The psychology of markets is such that fear of something happening triggers selling pressure. But when the adverse event actually occurs, traders often breathe a sigh of relief and cover their short positions.
Markets typically move before the news rather than in response to it. Today’s trading now reflects an expected 50-basis point rate hike with more hikes to follow.
Unless something totally unexpected occurs during the Fed’s next meeting, there’s no reason for investors to make drastic adjustments to their core positions.
The fundamental case for owning gold and silver is strong and will remain so after the Fed starts hiking.
Meanwhile, the supply and demand dynamics for metals are trending positive. On Wednesday, the Silver Institute reported that it expects demand for physical silver to reach a record high of over 1.1 billion ounces this year. That would represent an 8% increase from 2021 and likely outpace any mining supply growth.
The Silver Institute cites rising industrial demand as the global economy emerges from supply chain bottlenecks. Longer-term it expects continued demand growth from green energy projects including solar panels that are being installed at a record pace.
And the kicker for the silver market is that investment demand is expected to grow even faster than industrial uses. The Silver Institute forecasts sales of silver bullion products to surge 13% higher in 2022.
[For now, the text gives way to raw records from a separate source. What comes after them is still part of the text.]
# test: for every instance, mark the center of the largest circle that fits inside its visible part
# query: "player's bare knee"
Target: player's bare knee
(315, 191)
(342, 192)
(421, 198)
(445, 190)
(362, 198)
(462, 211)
We continue to see robust buying of silver coins and rounds here at Money Metals Exchange. Some who are new to precious metals investing may be confused about the difference between coins and rounds. They both have the same sizing and purity and sometimes even feature similar design elements.
The only real difference is that coins are produced by a government mint and generally have a face value, meaning they are legal tender. A round is produced by a private mint. It won't have a face value. A round isn’t legal tender in any particular government currency.
Does the legal tender value of an American Silver Eagle, for example, make it superior to a privately minted round? The answer is, not really. The intrinsic metal value of a Silver Eagle far exceeds its face value. The face value is never likely to come into play in any conceivable sale or trade.
Coins such as American Eagles tend to have significantly higher premiums than rounds. By opting for rounds (or bars for that matter) instead of coins, you get more ounces for your money.